Stroke hospitalization and death rates may rise and fall with changes in environmental temperature and dew point, according to research presented at the American Stroke Association’s International Stroke Conference 2014.
“Weather is not something people would typically associate with stroke risk; however, we’ve found weather conditions are among the multiple factors that are associated with stroke hospitalizations,” said Judith H. Lichtman, Ph.D., M.P.H., study author and an associate professor in Epidemiology at the Yale School of Public Health in New Haven, Conn.
Researchers identified a nationwide sample of 134,510 people, 18 years and older, admitted to hospitals in 2009-10 for ischemic stroke (caused by a blood clot that blocks blood flow in or leading to the brain). They then obtained temperature and dew point data during that period.
Larger daily temperature changes and higher average dew point (indicating higher air moisture) were associated with higher stroke hospitalization rates.
Lower average annual temperatures were associated with stroke hospitalizations and death.
With each 1°F increase in average temperature, there was a 0.86 percent decrease in the odds of stroke hospitalization and a 1.1 percent decrease in the odds of dying in the hospital after stroke.

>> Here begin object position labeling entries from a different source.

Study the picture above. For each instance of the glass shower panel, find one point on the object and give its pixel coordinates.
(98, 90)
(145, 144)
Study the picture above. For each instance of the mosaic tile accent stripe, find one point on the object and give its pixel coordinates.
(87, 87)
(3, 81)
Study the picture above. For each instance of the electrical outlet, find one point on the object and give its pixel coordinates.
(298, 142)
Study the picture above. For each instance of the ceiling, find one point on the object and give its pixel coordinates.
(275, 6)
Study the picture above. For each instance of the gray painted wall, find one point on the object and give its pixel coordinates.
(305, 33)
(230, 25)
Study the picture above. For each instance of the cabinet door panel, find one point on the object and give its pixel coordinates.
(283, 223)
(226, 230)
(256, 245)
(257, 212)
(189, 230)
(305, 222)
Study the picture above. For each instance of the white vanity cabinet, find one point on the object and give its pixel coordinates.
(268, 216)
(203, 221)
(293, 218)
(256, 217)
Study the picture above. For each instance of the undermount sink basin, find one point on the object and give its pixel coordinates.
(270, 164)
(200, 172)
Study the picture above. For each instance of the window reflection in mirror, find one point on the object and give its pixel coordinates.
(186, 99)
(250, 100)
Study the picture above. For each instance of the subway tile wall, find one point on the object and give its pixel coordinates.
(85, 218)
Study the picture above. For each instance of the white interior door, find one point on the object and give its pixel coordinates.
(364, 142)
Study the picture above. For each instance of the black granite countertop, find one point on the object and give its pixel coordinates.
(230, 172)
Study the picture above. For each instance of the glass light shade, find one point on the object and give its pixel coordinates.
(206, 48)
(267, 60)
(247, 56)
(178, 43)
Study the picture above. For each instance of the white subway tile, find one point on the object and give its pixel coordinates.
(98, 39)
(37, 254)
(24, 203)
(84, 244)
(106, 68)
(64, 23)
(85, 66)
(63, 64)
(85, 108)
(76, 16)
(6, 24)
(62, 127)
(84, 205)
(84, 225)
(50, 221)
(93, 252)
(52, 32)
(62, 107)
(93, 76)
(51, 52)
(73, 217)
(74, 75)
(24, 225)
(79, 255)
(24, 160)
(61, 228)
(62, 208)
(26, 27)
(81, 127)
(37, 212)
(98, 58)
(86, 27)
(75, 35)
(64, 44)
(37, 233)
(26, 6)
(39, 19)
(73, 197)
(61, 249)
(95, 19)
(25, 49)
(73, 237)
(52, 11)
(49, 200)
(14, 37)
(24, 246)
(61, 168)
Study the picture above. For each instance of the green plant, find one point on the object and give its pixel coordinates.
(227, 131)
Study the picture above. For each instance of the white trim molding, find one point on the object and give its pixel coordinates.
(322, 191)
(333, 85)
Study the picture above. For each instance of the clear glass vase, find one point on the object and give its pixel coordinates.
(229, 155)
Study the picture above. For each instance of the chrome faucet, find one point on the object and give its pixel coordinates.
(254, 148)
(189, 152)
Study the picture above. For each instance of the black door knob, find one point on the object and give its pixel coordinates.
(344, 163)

Increases in daily temperature fluctuation and average dew point were associated with increased odds of stroke hospitalization, but not with dying in the hospital.
“This study suggests that meteorological factors such as daily fluctuations in temperature and increased humidity may be stressors that increase stroke hospitalizations,” Lichtman said. “People at risk for stroke may want to avoid being exposed to significant temperature changes and high dew point and, as always, be prepared to act quickly if they or someone they know experiences stroke signs and symptoms.

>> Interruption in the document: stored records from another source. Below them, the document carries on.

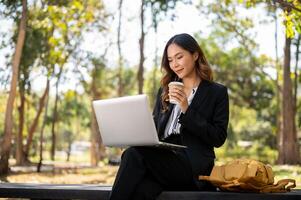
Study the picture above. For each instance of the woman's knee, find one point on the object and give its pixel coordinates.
(147, 189)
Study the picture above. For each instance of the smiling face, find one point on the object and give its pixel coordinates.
(181, 61)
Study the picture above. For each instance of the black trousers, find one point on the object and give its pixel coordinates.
(145, 172)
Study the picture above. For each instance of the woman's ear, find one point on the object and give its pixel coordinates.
(195, 56)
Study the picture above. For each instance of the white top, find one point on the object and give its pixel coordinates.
(172, 126)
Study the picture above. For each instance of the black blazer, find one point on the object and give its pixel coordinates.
(203, 126)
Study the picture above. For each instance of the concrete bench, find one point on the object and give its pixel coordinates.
(100, 192)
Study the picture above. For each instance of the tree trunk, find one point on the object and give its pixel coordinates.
(296, 74)
(97, 149)
(141, 45)
(288, 152)
(55, 116)
(278, 85)
(42, 133)
(35, 122)
(8, 124)
(19, 142)
(120, 59)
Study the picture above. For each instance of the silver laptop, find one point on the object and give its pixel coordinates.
(127, 121)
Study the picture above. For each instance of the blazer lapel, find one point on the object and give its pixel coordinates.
(201, 94)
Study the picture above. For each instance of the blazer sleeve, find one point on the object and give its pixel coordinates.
(157, 108)
(212, 133)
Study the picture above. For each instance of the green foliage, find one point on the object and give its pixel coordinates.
(291, 13)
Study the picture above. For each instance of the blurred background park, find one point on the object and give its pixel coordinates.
(58, 56)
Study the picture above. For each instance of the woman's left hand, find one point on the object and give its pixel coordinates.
(179, 95)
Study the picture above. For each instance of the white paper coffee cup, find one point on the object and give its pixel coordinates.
(174, 84)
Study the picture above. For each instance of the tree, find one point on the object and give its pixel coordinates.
(6, 144)
(157, 6)
(291, 17)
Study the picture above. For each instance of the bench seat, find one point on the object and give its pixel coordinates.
(101, 192)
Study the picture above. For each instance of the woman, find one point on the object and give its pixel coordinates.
(199, 121)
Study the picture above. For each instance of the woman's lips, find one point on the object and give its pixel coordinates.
(179, 71)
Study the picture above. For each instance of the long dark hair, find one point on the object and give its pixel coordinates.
(188, 43)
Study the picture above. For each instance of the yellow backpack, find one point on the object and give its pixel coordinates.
(247, 175)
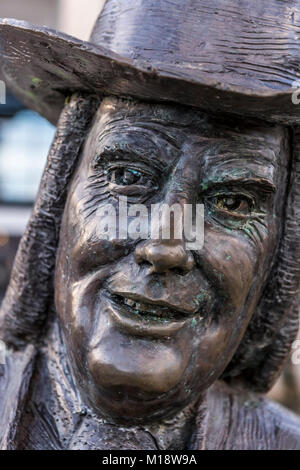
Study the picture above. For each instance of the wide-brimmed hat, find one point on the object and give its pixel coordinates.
(228, 56)
(224, 55)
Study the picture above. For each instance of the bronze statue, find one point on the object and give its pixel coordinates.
(143, 344)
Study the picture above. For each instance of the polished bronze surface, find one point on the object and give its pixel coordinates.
(142, 343)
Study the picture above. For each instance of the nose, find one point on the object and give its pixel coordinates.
(165, 255)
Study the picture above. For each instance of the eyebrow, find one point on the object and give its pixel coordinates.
(124, 151)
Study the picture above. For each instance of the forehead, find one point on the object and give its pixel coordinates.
(168, 131)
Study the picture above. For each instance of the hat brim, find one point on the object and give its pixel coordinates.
(42, 67)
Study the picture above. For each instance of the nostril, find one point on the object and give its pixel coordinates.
(179, 271)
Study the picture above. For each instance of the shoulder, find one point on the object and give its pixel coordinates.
(237, 419)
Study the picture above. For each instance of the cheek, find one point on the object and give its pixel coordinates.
(233, 262)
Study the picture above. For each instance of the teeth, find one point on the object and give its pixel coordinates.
(139, 307)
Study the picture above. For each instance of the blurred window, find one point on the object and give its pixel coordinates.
(24, 144)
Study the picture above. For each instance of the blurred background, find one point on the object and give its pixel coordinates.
(25, 139)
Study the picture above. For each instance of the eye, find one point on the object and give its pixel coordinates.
(239, 204)
(128, 177)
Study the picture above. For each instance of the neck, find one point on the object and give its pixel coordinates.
(85, 430)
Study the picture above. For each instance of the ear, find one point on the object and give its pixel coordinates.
(269, 337)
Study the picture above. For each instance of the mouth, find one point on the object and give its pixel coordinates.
(148, 311)
(145, 318)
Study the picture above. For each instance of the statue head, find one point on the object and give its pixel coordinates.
(148, 323)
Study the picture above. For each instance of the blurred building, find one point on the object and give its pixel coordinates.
(25, 137)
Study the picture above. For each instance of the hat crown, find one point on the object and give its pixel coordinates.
(250, 44)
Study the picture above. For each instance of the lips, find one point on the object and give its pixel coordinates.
(144, 319)
(149, 311)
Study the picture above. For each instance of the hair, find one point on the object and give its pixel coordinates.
(29, 297)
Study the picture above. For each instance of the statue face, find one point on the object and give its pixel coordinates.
(149, 325)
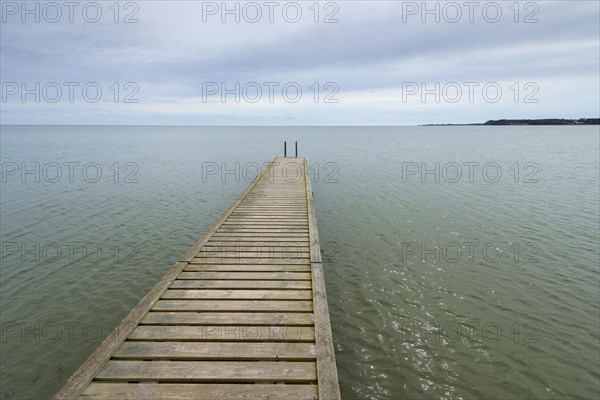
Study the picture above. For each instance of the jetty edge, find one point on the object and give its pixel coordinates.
(230, 320)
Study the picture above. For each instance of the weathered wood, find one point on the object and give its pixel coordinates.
(216, 318)
(203, 351)
(197, 391)
(234, 294)
(326, 367)
(245, 306)
(239, 284)
(232, 305)
(255, 276)
(216, 371)
(222, 333)
(248, 267)
(223, 319)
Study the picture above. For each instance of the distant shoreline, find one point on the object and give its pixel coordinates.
(549, 121)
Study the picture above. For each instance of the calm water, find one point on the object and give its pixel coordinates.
(477, 281)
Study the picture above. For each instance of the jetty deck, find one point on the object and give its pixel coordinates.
(242, 315)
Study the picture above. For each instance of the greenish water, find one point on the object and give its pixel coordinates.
(477, 279)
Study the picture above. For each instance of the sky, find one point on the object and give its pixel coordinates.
(297, 62)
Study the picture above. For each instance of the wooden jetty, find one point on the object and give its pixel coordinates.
(242, 315)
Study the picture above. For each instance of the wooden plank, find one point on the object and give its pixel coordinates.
(233, 305)
(198, 391)
(224, 259)
(326, 366)
(239, 284)
(203, 351)
(249, 267)
(216, 318)
(214, 371)
(229, 312)
(86, 372)
(224, 333)
(237, 294)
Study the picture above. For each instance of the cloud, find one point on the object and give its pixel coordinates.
(165, 60)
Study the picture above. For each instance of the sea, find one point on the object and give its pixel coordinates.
(460, 261)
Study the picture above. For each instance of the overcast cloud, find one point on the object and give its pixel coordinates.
(369, 64)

“Future research is needed to better understand the cause and effect of changes in weather conditions, as well as to explore potential mechanisms for this association.”
Stroke risk factors that can be changed, treated or controlled include: high blood pressure; cigarette smoking; diabetes; carotid or other artery disease; peripheral artery disease; atrial fibrillation; other heart disease; sickle cell disease; high blood cholesterol; poor diet; physical inactivity; obesity; and excessive alcohol consumption.
Stroke signs and symptoms are facial drooping, arm weakness, speech difficulty, sudden numbness or weakness of the leg, arm or face, sudden confusion or trouble understanding, sudden trouble seeing in one or both eyes, sudden trouble walking, dizziness, loss of balance or coordination, and sudden severe headache with no known cause.
Co-authors are: Erica C. Leifheit-Limson, Ph.D., and Larry B. Goldstein, M.D. Author disclosures are on the abstract.
The study was funded by the Yale School of Public Health.
Statements and conclusions of study authors that are presented at American Stroke Association scientific meetings are solely those of the study authors and do not necessarily reflect association policy or position. The association makes no representation or warranty as to their accuracy or reliability. The association receives funding primarily from individuals; foundations and corporations (including pharmaceutical, device manufacturers and other companies) also make donations and fund specific association programs and events. The association has strict policies to prevent these relationships from influencing the science content.
Note: Actual presentation is 6:15 p.m. PT Wednesday, Feb. 12, 2014.